We sometimes forget that academic disciplines are just that–disciplines. The organization theorist Karl Weick has said that his own approach, what he calls organizational sensemaking, is less a “theory” than a kind of “disciplined imagination”. This echoes earlier attempts by philosophers like Michel Foucault and Thomas Kuhn to shift our focus from scientific theories, our understanding of which they felt (in 1960s) had been dominated by logical positivists, to “discursive formations” and “disciplinary matrices”. The basic idea is that scholarship is always shaped by social forces and that scholarly competence requires us to subject ourselves to discipline.

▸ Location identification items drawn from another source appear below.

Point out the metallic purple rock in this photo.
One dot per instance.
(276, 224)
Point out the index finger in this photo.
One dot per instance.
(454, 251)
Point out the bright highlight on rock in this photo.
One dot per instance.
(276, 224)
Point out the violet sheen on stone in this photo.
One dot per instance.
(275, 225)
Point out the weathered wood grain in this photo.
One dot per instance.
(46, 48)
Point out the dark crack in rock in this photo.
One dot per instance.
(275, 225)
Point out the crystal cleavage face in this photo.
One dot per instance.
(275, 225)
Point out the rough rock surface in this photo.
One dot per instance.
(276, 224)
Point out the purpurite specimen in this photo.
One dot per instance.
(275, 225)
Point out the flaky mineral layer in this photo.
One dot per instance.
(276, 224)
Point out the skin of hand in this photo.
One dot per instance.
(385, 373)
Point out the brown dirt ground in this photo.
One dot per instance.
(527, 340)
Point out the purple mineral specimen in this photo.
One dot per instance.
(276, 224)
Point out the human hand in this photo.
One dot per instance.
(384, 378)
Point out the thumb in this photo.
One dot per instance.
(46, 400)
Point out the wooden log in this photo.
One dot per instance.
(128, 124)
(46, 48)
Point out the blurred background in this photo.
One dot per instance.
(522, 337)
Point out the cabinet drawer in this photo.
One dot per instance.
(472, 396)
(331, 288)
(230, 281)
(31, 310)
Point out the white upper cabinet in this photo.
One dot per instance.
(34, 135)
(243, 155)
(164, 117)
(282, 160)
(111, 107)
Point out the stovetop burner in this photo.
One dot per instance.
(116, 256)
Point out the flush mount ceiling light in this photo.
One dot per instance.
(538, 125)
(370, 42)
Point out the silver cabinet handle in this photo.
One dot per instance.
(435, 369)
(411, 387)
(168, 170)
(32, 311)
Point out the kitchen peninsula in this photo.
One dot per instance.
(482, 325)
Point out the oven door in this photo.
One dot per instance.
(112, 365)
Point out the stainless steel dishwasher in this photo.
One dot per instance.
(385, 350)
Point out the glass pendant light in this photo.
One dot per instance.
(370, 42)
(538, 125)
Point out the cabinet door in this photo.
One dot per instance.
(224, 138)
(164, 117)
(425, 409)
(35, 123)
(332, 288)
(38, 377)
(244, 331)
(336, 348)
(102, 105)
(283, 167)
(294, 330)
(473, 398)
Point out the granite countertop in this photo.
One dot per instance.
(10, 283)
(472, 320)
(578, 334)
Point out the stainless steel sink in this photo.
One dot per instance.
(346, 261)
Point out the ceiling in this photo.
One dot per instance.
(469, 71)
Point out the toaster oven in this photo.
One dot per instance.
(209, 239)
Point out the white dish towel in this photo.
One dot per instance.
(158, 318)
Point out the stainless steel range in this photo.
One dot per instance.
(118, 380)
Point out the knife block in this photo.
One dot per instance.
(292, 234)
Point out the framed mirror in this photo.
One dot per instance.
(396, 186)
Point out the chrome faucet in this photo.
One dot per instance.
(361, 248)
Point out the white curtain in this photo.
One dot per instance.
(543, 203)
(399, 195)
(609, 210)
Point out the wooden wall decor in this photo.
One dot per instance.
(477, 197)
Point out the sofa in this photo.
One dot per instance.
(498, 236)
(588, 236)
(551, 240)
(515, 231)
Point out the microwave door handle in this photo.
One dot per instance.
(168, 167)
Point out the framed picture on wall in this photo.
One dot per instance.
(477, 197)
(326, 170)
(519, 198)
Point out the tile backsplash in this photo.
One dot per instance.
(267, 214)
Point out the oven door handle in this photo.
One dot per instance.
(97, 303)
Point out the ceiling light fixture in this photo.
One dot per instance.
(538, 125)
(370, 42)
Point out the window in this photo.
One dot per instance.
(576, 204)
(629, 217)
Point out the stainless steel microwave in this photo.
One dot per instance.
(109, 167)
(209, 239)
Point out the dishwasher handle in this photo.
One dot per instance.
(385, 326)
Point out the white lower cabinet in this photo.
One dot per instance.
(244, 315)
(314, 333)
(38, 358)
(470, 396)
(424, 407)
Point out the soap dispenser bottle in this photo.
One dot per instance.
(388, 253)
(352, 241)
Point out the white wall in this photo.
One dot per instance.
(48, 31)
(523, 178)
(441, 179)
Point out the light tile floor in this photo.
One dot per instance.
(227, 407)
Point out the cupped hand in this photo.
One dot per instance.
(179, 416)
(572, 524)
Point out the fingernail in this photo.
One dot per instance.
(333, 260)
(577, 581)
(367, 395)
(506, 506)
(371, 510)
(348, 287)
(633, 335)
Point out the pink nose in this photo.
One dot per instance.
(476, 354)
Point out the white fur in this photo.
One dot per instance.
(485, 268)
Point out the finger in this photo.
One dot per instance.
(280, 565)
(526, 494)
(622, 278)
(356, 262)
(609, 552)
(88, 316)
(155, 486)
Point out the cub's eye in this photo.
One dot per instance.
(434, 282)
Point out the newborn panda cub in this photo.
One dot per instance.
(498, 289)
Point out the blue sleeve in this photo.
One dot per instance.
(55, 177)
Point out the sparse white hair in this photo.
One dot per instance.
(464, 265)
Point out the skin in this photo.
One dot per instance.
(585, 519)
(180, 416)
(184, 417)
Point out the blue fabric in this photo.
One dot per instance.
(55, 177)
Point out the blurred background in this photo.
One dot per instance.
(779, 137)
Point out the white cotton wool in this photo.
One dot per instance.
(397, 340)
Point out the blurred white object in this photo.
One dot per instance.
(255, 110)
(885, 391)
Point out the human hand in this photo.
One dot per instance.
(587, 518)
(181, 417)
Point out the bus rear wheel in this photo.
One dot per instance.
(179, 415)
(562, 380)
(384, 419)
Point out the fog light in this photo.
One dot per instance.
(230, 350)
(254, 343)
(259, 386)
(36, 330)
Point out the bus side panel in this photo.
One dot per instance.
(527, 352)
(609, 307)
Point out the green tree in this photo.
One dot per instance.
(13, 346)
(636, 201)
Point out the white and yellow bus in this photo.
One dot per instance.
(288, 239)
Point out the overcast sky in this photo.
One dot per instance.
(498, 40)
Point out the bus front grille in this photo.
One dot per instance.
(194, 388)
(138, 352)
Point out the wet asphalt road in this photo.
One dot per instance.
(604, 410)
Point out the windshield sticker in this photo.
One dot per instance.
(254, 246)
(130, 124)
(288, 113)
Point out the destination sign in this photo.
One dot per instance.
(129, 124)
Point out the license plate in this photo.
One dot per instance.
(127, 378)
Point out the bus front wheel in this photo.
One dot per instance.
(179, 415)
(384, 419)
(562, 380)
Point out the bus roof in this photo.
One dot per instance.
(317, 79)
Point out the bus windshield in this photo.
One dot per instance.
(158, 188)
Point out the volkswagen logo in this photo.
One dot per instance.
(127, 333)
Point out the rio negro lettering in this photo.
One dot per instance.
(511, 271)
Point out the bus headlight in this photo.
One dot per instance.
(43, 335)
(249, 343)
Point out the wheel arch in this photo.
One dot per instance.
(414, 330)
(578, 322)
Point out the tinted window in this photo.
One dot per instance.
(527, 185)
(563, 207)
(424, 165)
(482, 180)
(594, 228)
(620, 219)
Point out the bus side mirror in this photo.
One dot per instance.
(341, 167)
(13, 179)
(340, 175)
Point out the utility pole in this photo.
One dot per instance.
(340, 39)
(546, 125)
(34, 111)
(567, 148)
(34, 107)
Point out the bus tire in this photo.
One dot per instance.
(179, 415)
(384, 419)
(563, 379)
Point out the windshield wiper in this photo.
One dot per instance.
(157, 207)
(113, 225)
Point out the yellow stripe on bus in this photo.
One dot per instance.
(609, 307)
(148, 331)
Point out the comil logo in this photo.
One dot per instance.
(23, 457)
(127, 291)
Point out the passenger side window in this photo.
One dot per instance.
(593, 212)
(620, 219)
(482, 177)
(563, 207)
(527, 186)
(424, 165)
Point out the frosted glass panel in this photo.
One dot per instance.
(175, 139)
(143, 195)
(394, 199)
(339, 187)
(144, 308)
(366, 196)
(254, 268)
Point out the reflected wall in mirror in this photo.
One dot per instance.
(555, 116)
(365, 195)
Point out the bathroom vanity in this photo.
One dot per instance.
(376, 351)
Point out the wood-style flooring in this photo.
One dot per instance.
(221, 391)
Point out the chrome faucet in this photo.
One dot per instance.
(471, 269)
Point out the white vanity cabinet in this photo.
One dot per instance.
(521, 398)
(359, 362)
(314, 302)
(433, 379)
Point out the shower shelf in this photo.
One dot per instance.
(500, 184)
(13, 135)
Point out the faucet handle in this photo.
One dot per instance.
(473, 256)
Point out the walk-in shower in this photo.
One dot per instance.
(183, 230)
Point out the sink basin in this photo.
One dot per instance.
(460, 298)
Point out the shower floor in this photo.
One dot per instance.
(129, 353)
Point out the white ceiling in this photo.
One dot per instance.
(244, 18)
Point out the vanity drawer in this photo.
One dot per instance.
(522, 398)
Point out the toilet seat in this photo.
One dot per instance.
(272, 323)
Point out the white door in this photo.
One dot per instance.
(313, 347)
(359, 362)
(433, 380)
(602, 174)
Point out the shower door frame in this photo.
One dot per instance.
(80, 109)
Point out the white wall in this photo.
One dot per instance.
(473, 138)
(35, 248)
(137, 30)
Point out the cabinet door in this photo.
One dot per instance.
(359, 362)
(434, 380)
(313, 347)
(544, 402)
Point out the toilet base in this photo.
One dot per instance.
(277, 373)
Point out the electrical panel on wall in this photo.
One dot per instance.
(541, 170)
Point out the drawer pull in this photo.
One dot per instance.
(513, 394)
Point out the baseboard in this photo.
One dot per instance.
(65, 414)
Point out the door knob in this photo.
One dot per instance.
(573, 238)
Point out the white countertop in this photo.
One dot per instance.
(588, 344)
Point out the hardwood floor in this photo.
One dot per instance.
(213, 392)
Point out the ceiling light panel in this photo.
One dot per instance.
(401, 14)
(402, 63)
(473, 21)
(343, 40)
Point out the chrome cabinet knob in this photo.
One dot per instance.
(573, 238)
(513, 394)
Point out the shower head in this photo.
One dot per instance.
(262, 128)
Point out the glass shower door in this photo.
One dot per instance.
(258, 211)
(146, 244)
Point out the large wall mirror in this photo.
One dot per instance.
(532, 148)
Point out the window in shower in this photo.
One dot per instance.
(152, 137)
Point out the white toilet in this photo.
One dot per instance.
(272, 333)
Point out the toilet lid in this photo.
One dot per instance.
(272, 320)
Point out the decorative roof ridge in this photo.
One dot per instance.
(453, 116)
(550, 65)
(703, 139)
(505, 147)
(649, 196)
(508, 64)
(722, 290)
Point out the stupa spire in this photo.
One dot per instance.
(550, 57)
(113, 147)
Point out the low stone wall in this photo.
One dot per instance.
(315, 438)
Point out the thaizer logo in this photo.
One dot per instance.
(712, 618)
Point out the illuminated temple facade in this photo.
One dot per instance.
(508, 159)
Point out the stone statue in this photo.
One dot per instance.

Indeed, Foucauldians will be sensitive to the pun implicit in the idea of an “academic subject”. In ordinary speech, it denotes an area of study, a topic of inquiry, like management accounting or renaissance poetry. But “the academic subject” can also be the center of a particular kind of experience, and a particular way of talking–what Foucault sometimes calls a “point of subjectivity” and sometimes calls an “enunciative modality”. It is what we also sometimes call “the self”, though philosophers differ about how much “personality” subjectivity requires. My self-as-scholar may be very different from my self-as-father; that is, scholarship and fatherhood may involve wholly different forms of subjectivity even in the life of the same person. The question is, Who am I when I am a scholar? (When I’m writing, for example.) How did I become him?
Jonathan Mayhew has emphasized the importance of “self-fashioning” in scholarship, retooling Stephen Greenblatt’s concept for the purpose. In my view, the aim is to become more articulate. And this, of course, requires “discipline” in the sense of resolute, orderly practice. It also requires a sort of “discipleship”, i.e., the resolve to follow a master, a teacher. We subject ourselves to discipline, it almost subjugates us. This is what produces the particular kind of articulate subjectivity we’re after as scholars.